▽達成の感覚
私たちは何のためにゲームで遊ぶのだろうか。リラックスするためか、楽しむためか。いや、そうではない。「よりよい自分になるため」だ。
巴さんには変わった癖をもった同僚がいる。「跳一跳」が好きで、1週間に300分遊ぶまでは絶対にプレイをやめないのだという。「跳一跳」に「ハマった」人はこの同僚だけではない。微信小程序(WeChat Mini Apps)に登場すると、わずか3日でプレイヤーが4億人を超え、一日あたりアクティブユーザー数は1億7千万人に達した。
このゲームは細かい設定に面白みがあり、たとえば一定の分数に達すると、システムが「あなたはモメンツの友人の誰々を超えましたよ」などと教えてくれる。

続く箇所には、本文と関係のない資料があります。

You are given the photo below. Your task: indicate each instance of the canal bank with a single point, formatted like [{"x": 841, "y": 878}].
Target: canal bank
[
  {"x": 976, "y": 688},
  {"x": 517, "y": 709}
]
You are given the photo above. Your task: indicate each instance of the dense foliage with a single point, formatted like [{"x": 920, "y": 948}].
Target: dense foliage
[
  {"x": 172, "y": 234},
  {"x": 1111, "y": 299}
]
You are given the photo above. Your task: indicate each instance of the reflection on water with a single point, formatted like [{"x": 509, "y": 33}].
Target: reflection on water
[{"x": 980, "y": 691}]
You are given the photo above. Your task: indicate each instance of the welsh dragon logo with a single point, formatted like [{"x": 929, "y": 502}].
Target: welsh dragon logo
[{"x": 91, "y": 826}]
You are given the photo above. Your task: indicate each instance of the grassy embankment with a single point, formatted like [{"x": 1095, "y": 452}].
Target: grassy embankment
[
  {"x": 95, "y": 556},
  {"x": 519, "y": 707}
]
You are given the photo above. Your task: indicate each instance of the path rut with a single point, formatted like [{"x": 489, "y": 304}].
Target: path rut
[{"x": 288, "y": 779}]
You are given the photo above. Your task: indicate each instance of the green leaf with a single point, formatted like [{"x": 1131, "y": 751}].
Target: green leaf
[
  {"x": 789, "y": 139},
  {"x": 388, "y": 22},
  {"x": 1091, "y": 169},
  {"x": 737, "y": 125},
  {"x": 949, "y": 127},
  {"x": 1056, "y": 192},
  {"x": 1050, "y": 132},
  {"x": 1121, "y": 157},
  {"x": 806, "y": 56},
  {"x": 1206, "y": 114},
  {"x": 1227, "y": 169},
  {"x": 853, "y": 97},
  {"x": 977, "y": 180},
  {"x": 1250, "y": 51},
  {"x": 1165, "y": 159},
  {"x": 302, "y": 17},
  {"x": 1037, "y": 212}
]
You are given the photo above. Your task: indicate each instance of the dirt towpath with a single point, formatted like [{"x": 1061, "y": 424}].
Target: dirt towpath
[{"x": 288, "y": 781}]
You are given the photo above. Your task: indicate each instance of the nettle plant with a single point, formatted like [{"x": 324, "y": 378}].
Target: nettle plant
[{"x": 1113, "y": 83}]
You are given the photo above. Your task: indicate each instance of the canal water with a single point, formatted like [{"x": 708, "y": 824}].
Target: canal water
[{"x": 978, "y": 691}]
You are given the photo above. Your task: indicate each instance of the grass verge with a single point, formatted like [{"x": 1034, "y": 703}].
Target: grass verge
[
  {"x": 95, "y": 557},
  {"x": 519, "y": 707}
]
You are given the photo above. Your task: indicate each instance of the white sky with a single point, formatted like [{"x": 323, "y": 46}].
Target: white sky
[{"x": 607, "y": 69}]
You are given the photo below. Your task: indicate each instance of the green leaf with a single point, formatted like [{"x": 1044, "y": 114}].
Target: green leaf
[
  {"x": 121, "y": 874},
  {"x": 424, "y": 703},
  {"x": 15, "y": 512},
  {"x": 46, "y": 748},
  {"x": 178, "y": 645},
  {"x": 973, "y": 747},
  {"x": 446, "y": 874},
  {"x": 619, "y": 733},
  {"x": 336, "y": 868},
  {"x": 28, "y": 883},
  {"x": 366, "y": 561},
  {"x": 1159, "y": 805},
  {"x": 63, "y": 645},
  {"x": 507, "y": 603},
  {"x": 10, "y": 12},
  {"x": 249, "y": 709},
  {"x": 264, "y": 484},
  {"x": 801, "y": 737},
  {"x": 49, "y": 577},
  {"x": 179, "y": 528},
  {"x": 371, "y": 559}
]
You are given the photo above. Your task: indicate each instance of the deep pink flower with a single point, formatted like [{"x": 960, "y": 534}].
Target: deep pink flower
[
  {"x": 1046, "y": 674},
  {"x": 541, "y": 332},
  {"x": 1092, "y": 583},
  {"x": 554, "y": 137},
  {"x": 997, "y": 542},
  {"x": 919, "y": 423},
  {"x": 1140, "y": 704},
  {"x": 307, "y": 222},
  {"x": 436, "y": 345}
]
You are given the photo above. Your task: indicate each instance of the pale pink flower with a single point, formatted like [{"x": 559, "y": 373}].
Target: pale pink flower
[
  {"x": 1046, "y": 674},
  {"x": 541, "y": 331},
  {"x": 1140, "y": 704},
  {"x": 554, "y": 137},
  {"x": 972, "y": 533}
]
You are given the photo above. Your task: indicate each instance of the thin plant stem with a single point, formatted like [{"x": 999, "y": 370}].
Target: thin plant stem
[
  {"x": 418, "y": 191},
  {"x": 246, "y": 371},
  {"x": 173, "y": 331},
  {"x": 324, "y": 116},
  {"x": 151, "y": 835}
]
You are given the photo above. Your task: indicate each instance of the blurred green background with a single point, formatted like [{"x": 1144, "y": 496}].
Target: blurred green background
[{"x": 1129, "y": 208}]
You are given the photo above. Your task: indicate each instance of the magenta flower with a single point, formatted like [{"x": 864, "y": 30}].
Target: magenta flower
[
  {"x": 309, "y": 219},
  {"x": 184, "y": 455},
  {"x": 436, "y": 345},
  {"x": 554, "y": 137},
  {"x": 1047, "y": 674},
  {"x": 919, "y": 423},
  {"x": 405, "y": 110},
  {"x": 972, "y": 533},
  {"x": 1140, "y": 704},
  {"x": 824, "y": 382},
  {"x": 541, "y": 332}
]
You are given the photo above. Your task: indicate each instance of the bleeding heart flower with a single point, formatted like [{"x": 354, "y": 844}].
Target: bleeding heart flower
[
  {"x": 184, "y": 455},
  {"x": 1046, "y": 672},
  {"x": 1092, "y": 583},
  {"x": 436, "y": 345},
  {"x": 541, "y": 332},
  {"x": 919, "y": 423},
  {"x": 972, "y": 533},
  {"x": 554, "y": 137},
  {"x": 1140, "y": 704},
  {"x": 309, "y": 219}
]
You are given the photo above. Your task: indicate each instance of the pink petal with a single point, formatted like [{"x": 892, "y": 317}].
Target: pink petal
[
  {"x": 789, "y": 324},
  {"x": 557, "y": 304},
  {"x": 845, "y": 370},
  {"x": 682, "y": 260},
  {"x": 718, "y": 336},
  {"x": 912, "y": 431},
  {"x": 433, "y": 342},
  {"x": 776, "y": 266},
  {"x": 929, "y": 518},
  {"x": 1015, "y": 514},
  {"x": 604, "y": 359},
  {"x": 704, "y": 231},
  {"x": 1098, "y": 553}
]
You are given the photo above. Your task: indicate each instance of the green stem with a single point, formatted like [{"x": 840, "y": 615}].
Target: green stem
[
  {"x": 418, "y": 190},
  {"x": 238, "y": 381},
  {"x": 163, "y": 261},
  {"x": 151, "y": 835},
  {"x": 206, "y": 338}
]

達成感を得たいプレイヤーがゲームで尊ぶのは競争の感覚だ。かつては「マインスイーパー」で速さを競い、「開心消消楽」ではQQなどコミュニケーションツールで絶えず誰かを追い越し、さらに「頭脳王者」のような頭を使うゲームに夢中になる。プレイヤーが心の底で求めているのは「自分の存在価値を証明する」ことだといえる。
だがすべての人が努力型の競争者ではない。多くの人にとって「跳一跳」のようなゲームで遊ぶのは、ランキングに自分の名前があるのを誰かに見て欲しいだけ、自分と話すきっかけになってほしいだけのことだ。現代人はみな孤独なのだ。